Geheel van twee meergezinswoningen in sobere art-decostijl, gebouwd in opdracht van August Broeckx en C°, naar een ontwerp van architect François Dens uit 1927. De gekoppelde rijhuizen conformeren zich uiterlijk aan de typologie van de stadsvilla, die in de bouwvoorschriften voor dit gedeelte van de Jan Van Rijswijcklaan werd opgelegd. Hoewel ook de bouwplannen de indruk proberen te wekken van twee eengezinswoningen, verraadt de indeling van de plattegrond overduidelijk een opdeling in drie appartementen per pand van bij het concept. Een jaar later ontwierp Dens voor dezelfde opdrachtgever een imposant flatgebouw op de hoek van de Jan Van Rijswijcklaan met de Karel Oomsstraat. Aannemer P. Lecluyse & Zonen was in beide gevallen verantwoordelijk voor de bouw.
François Dens, die actief was vanaf 1906 tot begin jaren 1950, ontplooide een succesvolle loopbaan in dienst van de burgerij en het bedrijfsleven. Tijdens het interbellum legde hij zich vooral toe op het grotere appartementsgebouw van hoge standing, maar ontwierp ook tal van burgerhuizen en villa's, die in stijl evolueerden van beaux-arts, over art deco naar een zakelijk modernisme.

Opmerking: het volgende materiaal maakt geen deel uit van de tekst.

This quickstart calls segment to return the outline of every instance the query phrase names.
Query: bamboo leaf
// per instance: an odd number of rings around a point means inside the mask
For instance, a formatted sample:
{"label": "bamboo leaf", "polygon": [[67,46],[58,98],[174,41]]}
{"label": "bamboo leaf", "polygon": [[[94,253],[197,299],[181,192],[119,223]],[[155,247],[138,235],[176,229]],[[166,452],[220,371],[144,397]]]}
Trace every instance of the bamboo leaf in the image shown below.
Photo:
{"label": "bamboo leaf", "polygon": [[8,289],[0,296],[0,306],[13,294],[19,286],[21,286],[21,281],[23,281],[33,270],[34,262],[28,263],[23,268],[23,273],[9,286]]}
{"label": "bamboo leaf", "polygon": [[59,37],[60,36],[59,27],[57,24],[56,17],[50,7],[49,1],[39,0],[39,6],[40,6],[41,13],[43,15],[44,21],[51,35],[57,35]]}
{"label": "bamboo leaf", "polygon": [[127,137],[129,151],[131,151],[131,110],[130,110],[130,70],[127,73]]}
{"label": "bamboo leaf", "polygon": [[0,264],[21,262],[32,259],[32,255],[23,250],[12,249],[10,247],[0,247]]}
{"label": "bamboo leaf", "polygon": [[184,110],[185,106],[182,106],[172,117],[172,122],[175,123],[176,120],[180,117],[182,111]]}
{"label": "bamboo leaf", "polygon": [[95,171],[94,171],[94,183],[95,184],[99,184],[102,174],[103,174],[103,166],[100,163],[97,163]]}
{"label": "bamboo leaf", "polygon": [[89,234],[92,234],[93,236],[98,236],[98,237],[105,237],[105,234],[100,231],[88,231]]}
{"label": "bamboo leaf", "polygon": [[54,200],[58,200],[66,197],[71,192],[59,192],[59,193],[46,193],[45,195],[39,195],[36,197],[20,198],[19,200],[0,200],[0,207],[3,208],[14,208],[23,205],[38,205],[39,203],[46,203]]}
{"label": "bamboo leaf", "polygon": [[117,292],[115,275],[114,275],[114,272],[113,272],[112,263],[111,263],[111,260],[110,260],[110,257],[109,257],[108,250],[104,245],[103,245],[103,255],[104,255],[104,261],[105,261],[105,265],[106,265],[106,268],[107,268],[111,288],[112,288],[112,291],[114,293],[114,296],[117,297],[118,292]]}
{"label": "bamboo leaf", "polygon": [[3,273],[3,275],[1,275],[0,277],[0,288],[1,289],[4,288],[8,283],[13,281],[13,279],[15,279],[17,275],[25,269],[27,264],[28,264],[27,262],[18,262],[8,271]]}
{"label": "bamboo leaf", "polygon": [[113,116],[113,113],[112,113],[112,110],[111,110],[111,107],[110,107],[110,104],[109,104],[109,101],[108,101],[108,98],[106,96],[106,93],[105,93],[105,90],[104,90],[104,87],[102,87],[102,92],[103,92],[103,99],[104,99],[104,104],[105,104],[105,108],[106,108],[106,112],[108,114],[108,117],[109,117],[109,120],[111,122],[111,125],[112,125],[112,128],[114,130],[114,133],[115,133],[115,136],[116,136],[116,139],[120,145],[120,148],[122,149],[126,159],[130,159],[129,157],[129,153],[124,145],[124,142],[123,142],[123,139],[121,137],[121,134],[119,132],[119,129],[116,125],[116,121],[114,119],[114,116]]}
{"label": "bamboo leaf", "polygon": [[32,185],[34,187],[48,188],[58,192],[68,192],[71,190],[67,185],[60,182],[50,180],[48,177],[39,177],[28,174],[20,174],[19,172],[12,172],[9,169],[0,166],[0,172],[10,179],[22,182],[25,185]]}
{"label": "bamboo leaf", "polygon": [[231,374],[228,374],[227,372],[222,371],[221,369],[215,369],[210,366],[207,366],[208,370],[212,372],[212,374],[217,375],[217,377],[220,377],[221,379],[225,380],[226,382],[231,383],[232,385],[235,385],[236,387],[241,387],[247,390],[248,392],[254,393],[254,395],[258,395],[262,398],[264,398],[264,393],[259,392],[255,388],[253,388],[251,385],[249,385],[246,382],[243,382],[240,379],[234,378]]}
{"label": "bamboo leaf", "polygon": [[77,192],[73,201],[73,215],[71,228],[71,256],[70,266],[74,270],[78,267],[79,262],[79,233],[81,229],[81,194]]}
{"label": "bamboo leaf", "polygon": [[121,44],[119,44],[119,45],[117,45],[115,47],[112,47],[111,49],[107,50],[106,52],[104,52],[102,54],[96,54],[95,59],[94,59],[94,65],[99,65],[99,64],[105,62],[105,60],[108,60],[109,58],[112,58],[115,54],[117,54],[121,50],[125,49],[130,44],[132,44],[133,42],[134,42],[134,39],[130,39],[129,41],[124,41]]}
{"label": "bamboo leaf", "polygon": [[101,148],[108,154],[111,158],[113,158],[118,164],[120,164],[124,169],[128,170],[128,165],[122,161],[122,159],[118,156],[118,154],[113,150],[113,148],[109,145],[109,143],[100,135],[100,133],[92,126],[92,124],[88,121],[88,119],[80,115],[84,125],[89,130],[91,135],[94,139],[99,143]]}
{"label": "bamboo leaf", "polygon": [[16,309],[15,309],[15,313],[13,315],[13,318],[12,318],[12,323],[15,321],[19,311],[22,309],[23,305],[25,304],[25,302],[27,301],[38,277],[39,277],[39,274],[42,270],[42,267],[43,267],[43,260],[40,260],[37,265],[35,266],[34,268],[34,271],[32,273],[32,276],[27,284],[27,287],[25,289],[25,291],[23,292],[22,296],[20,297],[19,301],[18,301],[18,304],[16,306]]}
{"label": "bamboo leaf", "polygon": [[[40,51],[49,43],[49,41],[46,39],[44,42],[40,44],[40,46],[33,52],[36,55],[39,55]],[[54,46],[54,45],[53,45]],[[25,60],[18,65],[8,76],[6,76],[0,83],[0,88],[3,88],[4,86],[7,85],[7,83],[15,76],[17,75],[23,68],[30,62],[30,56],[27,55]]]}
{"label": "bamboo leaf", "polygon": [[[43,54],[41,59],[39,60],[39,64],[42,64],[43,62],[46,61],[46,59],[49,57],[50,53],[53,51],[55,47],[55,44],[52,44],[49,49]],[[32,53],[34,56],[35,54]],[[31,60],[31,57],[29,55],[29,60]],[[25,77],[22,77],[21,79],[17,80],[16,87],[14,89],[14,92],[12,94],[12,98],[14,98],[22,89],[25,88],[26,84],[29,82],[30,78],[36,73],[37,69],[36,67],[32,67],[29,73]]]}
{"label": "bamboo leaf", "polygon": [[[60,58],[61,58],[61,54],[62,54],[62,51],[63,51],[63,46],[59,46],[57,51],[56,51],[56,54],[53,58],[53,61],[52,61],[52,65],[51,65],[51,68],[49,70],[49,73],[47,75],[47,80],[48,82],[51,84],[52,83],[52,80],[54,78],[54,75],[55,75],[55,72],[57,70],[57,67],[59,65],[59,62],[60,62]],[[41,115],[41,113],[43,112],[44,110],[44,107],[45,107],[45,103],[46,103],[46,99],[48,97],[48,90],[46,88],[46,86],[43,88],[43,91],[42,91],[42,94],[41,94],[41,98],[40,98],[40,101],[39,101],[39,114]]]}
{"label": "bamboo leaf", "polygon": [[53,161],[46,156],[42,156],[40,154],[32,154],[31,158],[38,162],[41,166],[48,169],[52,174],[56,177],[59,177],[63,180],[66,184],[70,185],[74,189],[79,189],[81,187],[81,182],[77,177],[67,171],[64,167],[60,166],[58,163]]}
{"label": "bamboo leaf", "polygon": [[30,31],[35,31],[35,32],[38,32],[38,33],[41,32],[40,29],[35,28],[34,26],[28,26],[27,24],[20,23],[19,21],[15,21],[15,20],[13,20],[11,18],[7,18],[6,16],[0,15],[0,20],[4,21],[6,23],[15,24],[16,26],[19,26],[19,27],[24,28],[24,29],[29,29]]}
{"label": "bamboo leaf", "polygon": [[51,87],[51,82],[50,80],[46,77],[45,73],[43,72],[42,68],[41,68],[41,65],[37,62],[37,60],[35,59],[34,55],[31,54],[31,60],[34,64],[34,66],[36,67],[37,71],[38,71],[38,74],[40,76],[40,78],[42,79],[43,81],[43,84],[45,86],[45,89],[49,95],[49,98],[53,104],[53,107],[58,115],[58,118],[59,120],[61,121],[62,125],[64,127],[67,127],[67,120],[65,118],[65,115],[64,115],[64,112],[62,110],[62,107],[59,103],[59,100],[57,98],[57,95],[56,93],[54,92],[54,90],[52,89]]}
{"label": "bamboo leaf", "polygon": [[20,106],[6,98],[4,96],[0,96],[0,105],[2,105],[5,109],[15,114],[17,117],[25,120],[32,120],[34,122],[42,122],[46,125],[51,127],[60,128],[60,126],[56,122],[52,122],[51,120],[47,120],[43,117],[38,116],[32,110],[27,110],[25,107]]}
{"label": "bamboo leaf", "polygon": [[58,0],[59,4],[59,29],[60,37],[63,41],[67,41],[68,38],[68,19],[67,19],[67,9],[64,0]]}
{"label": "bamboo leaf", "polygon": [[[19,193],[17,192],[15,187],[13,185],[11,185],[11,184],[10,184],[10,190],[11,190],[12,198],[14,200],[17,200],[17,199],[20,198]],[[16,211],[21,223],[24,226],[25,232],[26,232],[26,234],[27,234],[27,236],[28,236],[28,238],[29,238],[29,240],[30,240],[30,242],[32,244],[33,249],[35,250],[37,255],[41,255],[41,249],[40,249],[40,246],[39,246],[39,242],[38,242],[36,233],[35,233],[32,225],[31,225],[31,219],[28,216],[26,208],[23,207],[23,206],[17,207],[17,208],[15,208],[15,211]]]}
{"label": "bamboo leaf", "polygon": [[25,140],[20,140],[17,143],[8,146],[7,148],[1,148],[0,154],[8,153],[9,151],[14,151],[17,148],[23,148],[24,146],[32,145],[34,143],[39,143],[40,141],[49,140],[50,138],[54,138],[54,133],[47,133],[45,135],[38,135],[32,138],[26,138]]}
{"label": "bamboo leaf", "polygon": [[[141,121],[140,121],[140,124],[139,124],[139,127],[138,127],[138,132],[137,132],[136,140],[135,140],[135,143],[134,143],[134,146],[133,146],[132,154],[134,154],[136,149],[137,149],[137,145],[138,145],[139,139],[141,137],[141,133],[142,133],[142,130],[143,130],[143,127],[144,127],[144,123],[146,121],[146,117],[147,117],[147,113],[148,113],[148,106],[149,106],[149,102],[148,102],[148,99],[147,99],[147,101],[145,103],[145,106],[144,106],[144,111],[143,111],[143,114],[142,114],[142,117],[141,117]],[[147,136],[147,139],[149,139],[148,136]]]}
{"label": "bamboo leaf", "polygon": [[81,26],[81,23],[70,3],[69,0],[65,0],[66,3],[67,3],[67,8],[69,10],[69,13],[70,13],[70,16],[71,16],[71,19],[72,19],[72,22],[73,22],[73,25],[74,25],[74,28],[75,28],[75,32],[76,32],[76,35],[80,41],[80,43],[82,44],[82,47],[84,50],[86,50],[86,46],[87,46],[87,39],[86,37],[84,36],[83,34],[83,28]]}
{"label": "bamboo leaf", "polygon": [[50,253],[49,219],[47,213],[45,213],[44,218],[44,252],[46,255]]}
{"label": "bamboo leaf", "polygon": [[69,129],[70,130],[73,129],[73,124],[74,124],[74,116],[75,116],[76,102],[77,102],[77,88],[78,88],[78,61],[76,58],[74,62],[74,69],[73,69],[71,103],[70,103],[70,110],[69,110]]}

Het complex in bak- en natuursteen omvat vier bouwlagen, waarvan de twee bovenste aan de straatzijde als een pseudo-mansarde (leien) met steile helling zijn opgevat. Het gevelfront van zes ongelijk traveeën vormt een volkomen symmetrisch geheel volgens spiegelbeeldschema. Het wordt gemarkeerd door de twee gekoppelde rondboogportalen op zuiltjes in de middenas, en de flankerende risalieten met een karakteristieke in- en uitgezwenkte bekroning. Deze risalieten krijgen een extra klemtoon door oplopende driezijdige erkers, die de woonkamers van de flats aangeven. Het topvenster, opgenomen in een dubbele rij dakkapellen, valt daarbij op door zijn paraboolboogvorm. Typisch is ook het geometrische art-decopatroon van de deuren, de borstweringen en het grotendeels bewaarde voortuinhek. Het houten vensterschrijnwerk met gestrekte roedeverdeling in de bovenlichten, bleef enkel in nr. 230 integraal behouden.

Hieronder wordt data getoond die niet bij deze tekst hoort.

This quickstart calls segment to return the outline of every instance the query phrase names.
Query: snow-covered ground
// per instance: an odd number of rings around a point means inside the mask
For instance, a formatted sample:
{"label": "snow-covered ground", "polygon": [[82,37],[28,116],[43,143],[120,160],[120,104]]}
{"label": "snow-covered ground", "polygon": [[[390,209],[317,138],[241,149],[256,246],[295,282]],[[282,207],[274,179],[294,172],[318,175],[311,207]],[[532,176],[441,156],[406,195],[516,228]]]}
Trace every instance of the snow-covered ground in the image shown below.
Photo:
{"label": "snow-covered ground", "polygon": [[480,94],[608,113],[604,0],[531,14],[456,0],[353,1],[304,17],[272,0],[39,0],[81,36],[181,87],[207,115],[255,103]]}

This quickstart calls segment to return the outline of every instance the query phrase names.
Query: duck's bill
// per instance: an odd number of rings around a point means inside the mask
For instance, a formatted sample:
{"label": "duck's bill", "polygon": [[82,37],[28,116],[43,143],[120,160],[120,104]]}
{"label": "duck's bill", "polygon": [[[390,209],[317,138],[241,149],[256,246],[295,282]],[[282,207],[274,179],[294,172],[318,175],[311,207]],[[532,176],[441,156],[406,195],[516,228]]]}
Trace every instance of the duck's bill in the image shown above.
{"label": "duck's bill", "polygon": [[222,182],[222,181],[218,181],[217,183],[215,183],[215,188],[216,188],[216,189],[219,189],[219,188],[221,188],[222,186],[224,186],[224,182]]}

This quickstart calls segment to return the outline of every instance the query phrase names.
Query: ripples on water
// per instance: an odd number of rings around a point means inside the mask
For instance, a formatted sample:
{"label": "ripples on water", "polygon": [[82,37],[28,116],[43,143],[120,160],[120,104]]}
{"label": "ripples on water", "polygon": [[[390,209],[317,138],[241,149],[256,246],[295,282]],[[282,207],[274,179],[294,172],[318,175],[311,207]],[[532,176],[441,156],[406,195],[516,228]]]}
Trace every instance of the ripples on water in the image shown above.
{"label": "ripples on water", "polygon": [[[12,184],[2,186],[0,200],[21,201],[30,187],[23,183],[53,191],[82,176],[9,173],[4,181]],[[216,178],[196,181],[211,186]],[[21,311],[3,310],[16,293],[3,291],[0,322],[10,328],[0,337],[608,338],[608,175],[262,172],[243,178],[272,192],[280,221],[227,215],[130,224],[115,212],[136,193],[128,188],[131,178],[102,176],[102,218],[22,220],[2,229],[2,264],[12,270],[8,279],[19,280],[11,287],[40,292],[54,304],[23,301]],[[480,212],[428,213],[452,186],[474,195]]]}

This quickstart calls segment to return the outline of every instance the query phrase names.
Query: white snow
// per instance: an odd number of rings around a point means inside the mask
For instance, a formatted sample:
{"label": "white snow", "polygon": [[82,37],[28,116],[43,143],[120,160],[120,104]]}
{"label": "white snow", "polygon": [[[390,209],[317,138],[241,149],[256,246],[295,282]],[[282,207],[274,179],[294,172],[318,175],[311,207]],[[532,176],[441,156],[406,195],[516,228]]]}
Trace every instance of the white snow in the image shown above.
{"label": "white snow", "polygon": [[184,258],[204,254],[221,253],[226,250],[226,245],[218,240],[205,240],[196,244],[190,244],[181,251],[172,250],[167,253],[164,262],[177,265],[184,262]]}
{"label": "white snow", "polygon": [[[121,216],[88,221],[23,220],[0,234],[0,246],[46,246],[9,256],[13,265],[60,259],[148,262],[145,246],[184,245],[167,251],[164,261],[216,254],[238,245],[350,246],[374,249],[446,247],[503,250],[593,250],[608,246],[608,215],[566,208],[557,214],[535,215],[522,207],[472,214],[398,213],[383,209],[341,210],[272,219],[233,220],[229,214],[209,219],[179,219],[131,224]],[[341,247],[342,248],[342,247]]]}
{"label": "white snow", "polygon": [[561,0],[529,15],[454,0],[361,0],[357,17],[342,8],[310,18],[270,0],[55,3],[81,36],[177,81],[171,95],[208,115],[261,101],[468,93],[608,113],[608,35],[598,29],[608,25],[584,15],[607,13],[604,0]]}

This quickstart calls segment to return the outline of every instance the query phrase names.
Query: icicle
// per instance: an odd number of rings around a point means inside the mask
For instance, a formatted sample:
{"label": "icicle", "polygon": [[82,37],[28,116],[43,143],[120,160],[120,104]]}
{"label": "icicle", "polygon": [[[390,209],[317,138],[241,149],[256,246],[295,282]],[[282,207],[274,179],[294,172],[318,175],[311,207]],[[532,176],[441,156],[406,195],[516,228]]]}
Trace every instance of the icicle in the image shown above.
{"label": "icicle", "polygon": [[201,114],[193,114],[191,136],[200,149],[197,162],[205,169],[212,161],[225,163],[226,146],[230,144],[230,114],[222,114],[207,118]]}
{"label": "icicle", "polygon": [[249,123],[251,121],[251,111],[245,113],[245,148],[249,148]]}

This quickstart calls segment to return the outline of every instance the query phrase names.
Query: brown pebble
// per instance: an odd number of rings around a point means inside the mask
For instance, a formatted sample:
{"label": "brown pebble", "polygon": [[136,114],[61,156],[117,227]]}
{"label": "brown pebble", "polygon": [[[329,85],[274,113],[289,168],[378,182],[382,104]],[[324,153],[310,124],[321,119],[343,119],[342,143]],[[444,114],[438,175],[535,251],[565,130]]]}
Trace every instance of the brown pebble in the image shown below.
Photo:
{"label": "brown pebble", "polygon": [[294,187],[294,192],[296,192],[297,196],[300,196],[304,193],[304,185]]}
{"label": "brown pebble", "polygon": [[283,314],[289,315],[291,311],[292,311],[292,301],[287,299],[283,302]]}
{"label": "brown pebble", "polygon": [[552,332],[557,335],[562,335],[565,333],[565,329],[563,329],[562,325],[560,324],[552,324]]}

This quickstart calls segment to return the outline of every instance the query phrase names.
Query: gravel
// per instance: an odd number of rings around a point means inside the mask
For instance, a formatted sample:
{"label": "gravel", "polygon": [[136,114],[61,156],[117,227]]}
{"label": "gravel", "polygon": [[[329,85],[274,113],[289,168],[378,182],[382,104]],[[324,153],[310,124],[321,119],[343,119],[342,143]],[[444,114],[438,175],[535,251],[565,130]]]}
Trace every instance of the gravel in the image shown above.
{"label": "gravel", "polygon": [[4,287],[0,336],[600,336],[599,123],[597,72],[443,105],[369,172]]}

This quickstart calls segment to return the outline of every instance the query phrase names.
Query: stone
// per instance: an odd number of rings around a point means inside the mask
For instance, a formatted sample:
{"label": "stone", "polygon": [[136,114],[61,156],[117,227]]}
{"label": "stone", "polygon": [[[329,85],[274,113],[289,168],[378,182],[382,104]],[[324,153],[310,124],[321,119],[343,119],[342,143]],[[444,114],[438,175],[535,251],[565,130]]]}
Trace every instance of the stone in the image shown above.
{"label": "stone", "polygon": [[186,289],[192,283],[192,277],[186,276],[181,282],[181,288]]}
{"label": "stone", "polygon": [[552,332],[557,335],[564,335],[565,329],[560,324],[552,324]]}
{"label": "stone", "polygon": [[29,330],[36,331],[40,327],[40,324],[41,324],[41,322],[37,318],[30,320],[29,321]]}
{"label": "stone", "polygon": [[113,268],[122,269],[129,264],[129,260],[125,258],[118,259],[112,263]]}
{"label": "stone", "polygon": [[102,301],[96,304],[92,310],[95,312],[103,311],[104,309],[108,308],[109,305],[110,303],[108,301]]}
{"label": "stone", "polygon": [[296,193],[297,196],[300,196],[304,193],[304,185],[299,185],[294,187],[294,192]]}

De plattegrond van de appartementen omvat een woonkamer, twee slaapkamers, een nevenkamertje, een keuken met terras en een badkamer. De benedenwoning boet iets aan ruimte in door de gemeenschappelijke inkomhal; het bovenste dakniveau is opgedeeld in mansardekamers.
- Stadsarchief Antwerpen, bouwdossier 1927#26310; foto FOTO-OF#6020.